Ahora, yo recuerdo, y me vuelvo a excitar un poco; pero en aquella excitación, también quise escribir: andaba alrededor de este mismo escritorio y empecé por escribir dos veces el monosílabo “ya”; pero en el momento que escribía la segunda vez “ya”, me venía dando cuenta de que “eso” pasaría, y me pregunté, si precisamente cuando había decidido escribir, era porque el ataque me disminuía; pero enseguida me di cuenta que no, que el ataque me duraba, que tenía una inercia muy grande, que la necesidad de hacer algo que quedara no podía detener “eso”, que alguien que observara no podía notar el grado en que se detenía o entorpecía esa marcha. Sin embargo, tuve miedo de que “eso” se detuviera, y decidí no escribir y que no quedara nada; pero empecé a pensar cosas, que fatalmente detuvieron “eso”. El escritorio me parecía un burgués que me obligaba a acomodar todo con calma, porque yo en mi fiebre no podría decir de golpe cómo era todo aquí y en ese momento. Si yo hubiera sido un empleado con méritos de mil años, y hubiera pedido en compensación una sola irregularidad; si hubiera pedido el avión más veloz para ir hasta ella, tampoco hubiera llegado a tiempo; y además, todo hubiera sido distinto. Entonces me empezó a parecer absurdo lo de los ferrocarriles y las cartas y los carteros: todo había que hacerlo lento, medido y como con odio.

Ahora, yo recuerdo cosas que no son de tanta violencia interior, que son más exteriores e inconscientes, pero que son mucho más bellas. Cuando yo andaba por entre estas paredes verdes y tenía el ataque de amarla, llegaba hasta la puerta, y aunque no la abría, sentía cómo era afuera la calle que pasa por mi casa y los árboles de enfrente; y todo esto, junto con ella.

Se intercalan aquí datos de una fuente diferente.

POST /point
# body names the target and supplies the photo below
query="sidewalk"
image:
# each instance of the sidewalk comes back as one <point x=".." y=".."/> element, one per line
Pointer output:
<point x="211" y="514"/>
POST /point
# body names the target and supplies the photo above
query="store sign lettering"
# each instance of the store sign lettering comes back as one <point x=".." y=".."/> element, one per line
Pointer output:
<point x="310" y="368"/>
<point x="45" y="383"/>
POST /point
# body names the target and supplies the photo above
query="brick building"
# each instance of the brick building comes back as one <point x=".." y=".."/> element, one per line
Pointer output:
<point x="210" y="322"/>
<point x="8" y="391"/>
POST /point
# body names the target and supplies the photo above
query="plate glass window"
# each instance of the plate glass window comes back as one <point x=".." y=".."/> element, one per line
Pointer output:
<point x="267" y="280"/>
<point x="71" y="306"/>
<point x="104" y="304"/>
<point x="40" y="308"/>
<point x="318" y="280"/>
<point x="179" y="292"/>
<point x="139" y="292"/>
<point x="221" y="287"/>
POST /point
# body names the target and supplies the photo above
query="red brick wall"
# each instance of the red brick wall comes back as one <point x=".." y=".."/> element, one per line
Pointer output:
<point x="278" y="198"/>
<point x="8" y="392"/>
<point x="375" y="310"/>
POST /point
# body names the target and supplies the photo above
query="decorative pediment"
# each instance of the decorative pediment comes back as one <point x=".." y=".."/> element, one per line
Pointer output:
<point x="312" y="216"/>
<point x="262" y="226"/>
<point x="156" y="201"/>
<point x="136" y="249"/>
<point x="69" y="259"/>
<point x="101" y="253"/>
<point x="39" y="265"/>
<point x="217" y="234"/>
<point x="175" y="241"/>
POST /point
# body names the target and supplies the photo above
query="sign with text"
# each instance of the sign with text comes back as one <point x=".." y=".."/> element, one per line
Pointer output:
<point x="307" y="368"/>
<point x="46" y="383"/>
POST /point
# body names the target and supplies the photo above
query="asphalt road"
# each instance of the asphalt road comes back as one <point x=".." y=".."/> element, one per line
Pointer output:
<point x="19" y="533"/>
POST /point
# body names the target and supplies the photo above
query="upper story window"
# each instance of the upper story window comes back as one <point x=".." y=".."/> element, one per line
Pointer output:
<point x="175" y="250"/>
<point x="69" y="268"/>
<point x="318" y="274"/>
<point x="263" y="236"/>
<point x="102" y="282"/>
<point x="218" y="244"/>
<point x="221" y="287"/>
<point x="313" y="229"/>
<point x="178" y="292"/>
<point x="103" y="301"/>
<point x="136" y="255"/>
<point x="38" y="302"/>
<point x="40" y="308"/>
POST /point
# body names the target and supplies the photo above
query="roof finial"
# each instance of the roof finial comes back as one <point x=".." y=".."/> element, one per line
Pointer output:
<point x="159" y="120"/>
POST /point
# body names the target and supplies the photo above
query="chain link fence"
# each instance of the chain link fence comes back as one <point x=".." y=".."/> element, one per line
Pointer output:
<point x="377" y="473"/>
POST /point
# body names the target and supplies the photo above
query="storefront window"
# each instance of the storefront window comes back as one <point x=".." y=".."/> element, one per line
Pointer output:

También, a veces, caminando en sentido contrario, cruzaba una cortina amarilla y llegaba hasta el patio que tiene paredes de color naranja, y que en ese momento estaba un poco oscuro. En ese patio, al dar vuelta en la semioscuridad, también tuve momentos extraordinarios. Poco después que pasaron aquellos momentos extraños en que andaba por esta pieza y el patio, y sentía cómo era la calle que pasaba por mi casa y los árboles de enfrente; después que estuve en el escritorio y quise escribir; después que sufrí la traición de lo lento y lo medido; entonces, después, al mucho rato, pensé suavemente en ella y en mí: me imaginaba cómo sería cuando nos diéramos el primer beso, cómo sería de ancha su cara cuando yo estuviera hundido en ella, y cómo sería el silencio de alrededor de ese beso.